Honest updated competitive claim (post Opus tiebreaker)
"On 300 independently-audited τ-bench trajectories: TrajEval catches 100% of policy violations on the rule-expressible classes its primitives cover (ordering, HITL, banned tools) at 0.11 ms / \$0 / deterministic / 100% parseable. Claude Sonnet 4.6 achieves comparable recall on those classes but 55,000× slower, \$0.015/call, hallucinates 10% of its flags (Opus 4.7-corroborated), and fails JSON-format 14% of the time. Sonnet DOES catch ~28% of policy violations TrajEval misses, conditional / semantic / implicit-consent classes, exactly the postconditions release postconditions + capability labels data-flow roadmap items. The correct production architecture is TrajEval-first with optional LLM-judge fallback for semantic-only classes, not one-or-the-other."

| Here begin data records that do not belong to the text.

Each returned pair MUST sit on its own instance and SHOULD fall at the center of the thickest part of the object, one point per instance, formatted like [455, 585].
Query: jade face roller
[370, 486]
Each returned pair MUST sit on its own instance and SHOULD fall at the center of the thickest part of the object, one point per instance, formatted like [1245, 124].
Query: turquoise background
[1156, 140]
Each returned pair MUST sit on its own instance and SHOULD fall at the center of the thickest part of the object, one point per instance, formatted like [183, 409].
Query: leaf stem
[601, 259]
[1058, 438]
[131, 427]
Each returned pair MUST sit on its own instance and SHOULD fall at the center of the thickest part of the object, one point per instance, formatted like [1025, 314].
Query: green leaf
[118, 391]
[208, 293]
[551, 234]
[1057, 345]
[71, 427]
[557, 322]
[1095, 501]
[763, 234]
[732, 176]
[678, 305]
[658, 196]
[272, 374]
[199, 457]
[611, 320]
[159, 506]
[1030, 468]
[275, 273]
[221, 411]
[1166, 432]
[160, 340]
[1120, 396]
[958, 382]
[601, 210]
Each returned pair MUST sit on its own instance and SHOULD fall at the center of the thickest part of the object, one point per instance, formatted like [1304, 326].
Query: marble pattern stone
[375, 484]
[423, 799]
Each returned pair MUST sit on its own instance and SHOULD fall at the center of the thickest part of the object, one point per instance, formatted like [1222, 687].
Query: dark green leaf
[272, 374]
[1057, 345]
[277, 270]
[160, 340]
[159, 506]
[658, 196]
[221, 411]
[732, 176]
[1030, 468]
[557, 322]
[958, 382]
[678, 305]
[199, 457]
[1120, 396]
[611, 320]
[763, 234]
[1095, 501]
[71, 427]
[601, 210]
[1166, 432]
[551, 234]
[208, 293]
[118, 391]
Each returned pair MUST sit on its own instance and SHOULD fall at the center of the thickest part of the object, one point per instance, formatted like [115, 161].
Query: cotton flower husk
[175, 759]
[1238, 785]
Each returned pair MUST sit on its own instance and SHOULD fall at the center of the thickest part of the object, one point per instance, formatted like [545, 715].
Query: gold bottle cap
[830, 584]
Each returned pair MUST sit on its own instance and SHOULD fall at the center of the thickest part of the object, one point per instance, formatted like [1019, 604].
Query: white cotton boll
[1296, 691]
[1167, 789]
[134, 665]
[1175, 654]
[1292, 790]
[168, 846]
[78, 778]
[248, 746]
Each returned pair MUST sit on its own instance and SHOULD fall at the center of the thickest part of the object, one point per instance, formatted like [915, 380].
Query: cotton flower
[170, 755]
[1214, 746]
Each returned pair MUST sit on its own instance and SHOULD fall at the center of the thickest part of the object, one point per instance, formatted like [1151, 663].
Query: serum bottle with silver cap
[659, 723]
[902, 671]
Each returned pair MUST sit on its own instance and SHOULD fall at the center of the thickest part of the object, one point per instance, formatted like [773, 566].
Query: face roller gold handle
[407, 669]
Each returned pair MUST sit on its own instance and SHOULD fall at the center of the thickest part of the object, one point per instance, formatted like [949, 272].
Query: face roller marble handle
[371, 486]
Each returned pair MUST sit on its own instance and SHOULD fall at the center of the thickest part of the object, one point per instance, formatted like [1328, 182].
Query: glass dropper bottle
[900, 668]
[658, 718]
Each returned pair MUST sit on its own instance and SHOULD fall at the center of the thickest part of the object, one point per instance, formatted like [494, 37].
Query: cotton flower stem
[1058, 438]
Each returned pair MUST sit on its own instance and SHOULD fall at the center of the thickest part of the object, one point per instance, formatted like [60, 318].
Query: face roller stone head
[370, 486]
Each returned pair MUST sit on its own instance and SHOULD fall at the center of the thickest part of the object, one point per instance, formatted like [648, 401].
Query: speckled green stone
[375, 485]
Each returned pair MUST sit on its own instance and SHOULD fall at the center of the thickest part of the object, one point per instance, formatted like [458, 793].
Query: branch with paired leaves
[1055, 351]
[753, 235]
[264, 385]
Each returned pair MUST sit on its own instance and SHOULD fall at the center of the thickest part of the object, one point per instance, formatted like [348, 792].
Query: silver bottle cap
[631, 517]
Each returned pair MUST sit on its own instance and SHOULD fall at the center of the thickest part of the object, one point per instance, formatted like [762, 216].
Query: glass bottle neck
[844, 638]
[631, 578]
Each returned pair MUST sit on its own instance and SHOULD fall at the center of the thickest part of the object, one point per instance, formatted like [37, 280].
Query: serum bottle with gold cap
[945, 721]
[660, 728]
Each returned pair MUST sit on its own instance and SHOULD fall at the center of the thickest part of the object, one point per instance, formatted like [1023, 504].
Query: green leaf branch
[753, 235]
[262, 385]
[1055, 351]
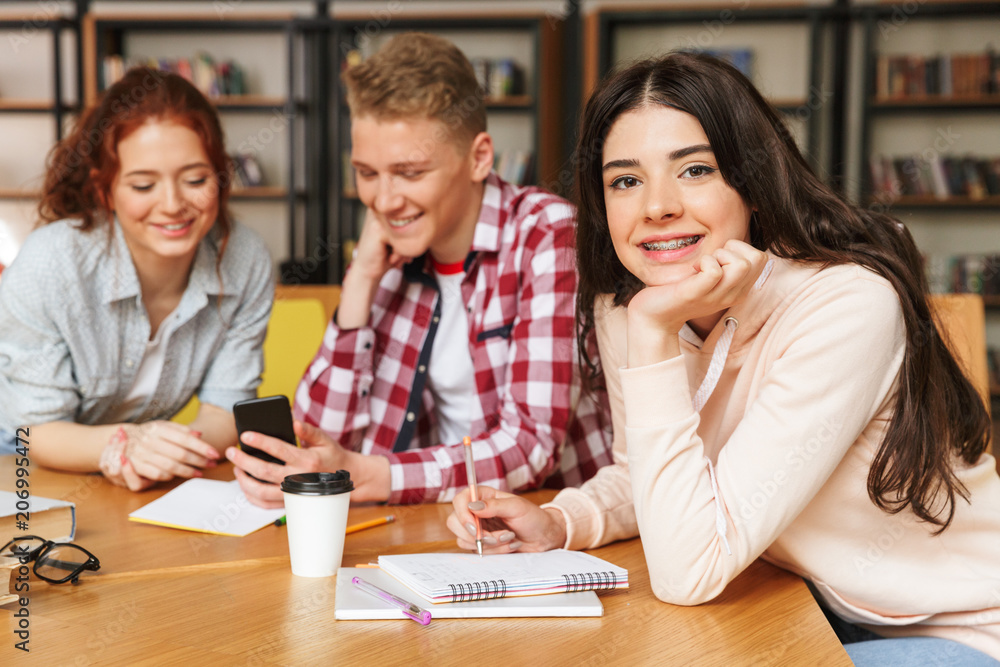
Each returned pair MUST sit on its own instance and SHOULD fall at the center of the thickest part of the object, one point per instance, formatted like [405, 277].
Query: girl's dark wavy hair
[937, 414]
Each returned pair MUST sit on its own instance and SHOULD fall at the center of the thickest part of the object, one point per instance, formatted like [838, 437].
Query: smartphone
[271, 415]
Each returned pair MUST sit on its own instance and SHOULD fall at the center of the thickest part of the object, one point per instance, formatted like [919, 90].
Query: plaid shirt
[367, 387]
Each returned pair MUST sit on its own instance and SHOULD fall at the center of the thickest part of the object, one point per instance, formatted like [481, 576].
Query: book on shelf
[48, 518]
[993, 366]
[970, 273]
[464, 577]
[939, 176]
[212, 78]
[513, 166]
[246, 171]
[909, 76]
[348, 175]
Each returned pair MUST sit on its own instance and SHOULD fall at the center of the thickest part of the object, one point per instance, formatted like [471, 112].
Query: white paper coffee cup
[316, 507]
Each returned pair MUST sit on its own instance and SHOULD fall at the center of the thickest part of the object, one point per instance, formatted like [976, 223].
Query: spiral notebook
[462, 577]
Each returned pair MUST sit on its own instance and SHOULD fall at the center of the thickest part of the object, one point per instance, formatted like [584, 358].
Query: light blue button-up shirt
[73, 328]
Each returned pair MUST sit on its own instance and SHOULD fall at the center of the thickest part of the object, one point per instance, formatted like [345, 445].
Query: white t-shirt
[450, 373]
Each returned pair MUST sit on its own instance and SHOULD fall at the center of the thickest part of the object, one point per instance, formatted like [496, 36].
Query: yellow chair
[294, 334]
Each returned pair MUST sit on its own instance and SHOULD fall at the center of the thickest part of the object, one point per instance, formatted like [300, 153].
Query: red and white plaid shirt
[367, 387]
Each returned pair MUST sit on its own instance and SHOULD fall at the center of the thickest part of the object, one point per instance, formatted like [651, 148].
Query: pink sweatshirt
[788, 434]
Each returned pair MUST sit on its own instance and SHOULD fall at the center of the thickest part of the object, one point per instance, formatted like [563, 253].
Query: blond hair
[418, 75]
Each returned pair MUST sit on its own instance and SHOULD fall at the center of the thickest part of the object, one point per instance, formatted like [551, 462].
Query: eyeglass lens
[60, 560]
[20, 546]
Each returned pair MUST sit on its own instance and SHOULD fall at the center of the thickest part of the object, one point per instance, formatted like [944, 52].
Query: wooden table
[167, 596]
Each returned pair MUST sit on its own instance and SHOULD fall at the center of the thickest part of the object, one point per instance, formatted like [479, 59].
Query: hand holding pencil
[470, 471]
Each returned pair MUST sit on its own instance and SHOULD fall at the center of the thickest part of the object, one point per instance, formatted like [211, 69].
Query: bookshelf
[40, 84]
[268, 121]
[790, 52]
[527, 121]
[927, 103]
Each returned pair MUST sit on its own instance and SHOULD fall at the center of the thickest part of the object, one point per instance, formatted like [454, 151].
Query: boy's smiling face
[423, 185]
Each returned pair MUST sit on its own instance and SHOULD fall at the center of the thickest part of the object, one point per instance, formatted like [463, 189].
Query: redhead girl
[137, 292]
[778, 385]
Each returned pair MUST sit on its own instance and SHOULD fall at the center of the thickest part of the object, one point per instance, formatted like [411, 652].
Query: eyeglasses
[55, 562]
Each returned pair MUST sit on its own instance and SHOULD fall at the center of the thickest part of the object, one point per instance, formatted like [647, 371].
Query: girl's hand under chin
[657, 313]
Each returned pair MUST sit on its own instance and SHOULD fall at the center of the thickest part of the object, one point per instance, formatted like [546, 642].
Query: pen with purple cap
[410, 610]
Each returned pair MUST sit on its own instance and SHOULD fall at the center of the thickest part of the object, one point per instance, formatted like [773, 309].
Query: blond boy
[457, 313]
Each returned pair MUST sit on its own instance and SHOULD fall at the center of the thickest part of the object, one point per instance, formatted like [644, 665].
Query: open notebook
[461, 577]
[353, 604]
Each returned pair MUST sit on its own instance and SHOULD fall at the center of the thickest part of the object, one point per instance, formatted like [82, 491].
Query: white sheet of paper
[207, 506]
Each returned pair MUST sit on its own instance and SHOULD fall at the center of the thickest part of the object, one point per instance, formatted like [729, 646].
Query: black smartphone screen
[271, 415]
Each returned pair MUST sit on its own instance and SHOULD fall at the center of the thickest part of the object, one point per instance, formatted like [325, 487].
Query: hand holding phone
[271, 415]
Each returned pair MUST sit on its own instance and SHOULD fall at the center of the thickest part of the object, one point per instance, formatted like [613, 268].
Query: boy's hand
[374, 256]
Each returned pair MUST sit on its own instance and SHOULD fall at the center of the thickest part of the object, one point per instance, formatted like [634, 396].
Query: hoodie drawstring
[715, 368]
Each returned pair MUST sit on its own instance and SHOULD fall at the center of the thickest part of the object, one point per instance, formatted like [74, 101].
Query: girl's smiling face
[666, 200]
[166, 194]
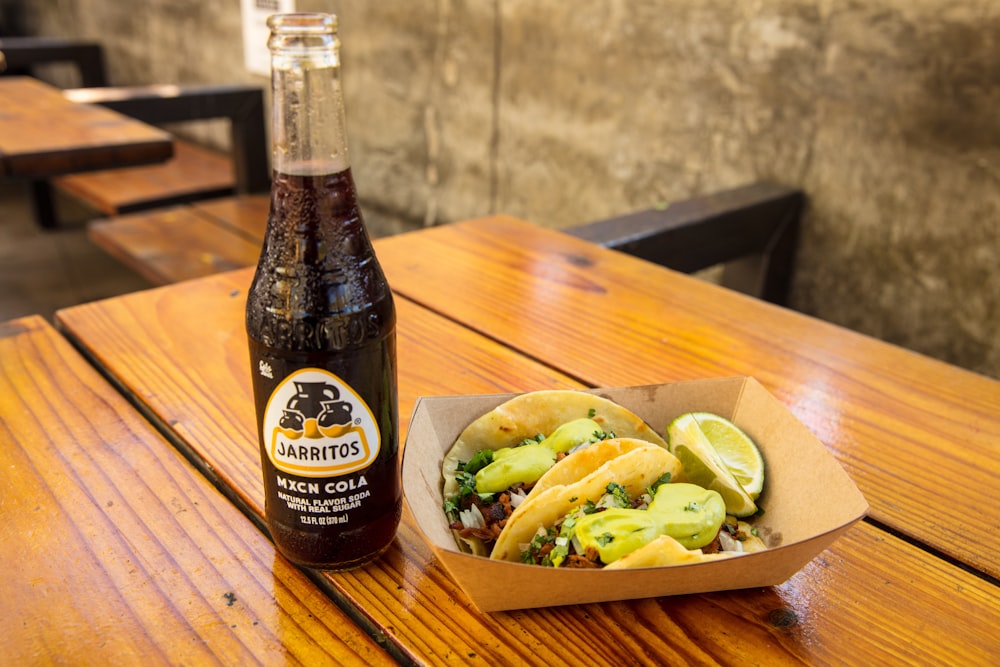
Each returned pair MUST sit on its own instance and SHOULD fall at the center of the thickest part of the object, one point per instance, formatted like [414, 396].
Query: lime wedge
[736, 448]
[704, 466]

This is the defensible claim. Partner-grade: transparent about where we dominate, transparent about where LLM has reach, with a clear product roadmap to close the gap.
Reproduce
export ANTHROPIC_API_KEY=... # rotate this key immediately
uv run python benchmarks/tau_bench/llm_judge.py \
--audit benchmarks/results/rigorous_audit_strict.jsonl \
--concurrency 8 \
--out benchmarks/results/llm_judge_sonnet_2026-04-24.jsonl
Next gates for partner-grade rigor (optional follow-ups)

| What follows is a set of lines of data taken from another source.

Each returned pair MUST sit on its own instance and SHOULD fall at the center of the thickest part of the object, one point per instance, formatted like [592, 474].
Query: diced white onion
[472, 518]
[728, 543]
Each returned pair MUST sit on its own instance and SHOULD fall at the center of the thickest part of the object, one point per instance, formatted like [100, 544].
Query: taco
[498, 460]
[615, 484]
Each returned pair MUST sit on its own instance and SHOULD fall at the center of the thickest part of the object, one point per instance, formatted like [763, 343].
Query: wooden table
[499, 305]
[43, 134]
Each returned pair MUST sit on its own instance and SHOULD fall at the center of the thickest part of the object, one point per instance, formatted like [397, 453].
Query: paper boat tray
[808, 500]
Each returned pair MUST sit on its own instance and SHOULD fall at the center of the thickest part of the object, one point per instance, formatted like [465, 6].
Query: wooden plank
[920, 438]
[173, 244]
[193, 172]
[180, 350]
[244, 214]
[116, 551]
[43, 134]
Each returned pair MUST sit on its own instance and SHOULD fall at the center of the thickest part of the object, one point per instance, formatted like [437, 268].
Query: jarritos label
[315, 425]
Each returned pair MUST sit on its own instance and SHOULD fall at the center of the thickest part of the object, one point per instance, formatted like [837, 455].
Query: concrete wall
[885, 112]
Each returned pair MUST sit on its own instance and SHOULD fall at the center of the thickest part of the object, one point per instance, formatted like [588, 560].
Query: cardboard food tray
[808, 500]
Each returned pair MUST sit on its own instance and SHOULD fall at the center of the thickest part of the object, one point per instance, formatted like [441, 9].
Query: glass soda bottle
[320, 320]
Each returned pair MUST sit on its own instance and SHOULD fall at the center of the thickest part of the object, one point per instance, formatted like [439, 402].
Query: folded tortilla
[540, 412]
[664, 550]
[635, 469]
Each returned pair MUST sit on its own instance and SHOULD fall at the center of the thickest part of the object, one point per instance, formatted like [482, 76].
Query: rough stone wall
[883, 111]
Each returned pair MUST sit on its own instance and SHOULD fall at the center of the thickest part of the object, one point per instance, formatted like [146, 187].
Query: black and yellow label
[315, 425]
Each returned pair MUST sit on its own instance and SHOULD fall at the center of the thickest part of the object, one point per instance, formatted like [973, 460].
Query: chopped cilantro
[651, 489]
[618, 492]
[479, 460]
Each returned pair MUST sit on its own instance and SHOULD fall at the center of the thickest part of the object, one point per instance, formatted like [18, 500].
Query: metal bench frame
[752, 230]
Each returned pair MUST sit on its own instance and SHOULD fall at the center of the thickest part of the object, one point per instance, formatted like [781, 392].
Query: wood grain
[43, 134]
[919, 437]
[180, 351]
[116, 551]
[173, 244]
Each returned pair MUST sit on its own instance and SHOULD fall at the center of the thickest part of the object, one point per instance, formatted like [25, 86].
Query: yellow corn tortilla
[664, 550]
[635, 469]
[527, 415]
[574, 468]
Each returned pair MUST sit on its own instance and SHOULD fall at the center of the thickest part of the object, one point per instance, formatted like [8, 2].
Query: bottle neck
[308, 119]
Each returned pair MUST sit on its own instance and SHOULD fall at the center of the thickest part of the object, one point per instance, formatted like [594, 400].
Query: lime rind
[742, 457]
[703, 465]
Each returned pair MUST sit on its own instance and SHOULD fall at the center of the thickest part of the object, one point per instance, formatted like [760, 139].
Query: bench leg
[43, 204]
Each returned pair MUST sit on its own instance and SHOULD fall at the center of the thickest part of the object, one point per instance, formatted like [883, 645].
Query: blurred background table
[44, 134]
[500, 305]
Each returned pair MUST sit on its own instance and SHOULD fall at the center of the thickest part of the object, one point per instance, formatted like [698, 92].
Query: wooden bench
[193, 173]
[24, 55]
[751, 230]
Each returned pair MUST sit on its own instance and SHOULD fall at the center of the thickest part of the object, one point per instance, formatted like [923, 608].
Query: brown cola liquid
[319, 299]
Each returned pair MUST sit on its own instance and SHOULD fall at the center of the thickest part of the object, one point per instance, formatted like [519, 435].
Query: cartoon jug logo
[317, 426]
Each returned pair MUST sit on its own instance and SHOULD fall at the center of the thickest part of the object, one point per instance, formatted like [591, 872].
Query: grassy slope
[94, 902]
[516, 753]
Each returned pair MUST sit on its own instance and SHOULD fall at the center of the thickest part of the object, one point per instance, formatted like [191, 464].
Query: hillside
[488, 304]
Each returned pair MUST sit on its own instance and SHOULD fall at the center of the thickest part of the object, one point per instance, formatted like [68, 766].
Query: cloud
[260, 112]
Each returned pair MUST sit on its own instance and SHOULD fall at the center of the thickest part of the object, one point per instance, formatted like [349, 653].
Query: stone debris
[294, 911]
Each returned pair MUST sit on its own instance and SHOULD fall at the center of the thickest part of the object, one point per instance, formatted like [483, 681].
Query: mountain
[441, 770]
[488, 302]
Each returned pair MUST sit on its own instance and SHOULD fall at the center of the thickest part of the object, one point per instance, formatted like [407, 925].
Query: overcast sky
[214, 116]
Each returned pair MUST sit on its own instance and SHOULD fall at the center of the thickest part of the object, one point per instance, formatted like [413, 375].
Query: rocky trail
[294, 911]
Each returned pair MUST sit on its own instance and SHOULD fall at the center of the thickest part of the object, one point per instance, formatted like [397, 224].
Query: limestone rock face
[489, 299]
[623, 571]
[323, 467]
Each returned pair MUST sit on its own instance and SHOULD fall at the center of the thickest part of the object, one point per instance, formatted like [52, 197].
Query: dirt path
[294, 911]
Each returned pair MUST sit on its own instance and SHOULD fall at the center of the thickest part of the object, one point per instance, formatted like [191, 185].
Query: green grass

- Label the 52 Claude-unique flags. Either hand-label them (~30 min) or run Opus 4.7 on them as a stronger judge ($2-3). This resolves whether TrajEval has a real recall gap or Claude is hallucinating.

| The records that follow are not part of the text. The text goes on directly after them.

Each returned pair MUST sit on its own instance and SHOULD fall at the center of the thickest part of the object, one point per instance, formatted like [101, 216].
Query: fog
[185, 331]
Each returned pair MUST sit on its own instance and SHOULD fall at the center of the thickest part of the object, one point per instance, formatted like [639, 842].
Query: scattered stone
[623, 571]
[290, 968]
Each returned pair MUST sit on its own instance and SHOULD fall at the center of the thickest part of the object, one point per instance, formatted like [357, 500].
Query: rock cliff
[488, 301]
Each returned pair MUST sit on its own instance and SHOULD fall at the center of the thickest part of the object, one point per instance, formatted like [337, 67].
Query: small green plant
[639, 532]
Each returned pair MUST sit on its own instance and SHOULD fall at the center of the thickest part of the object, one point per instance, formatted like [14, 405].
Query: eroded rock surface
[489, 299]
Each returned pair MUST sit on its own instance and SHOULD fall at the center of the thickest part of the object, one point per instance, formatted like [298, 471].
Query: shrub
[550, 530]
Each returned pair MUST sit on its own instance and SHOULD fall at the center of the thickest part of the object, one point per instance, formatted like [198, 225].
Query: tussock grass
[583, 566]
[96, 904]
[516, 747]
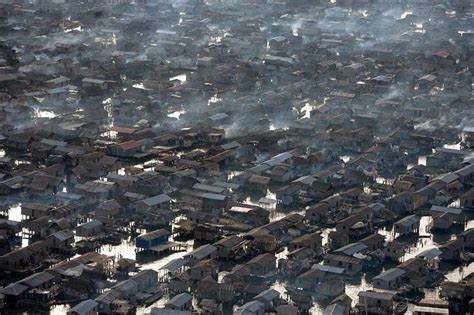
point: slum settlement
(236, 157)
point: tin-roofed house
(180, 302)
(152, 239)
(407, 225)
(390, 279)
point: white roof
(202, 251)
(449, 210)
(84, 307)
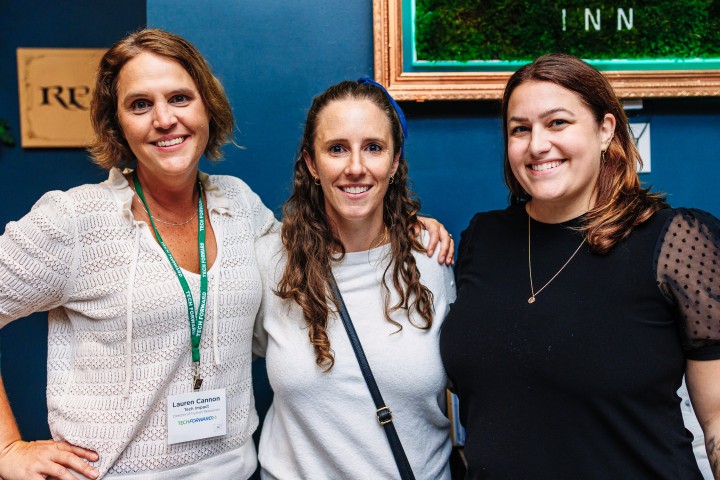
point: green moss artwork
(515, 30)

- Retry the 43 parse failures with output-prefilling (
content: "{"). Should bring parseable rate to 100%. Cost: ~$0.70. - Repeat Sonnet run 3× for voting to measure Claude's self-consistency (and show determinism gap). Cost: ~$10.
- Opus 4.7 on the same 300 as an upper-bound judge benchmark. Cost: ~$10.
- Scale to full 1,980 τ-bench: Sonnet 4.6 runs ~$30, confirms metrics at population scale.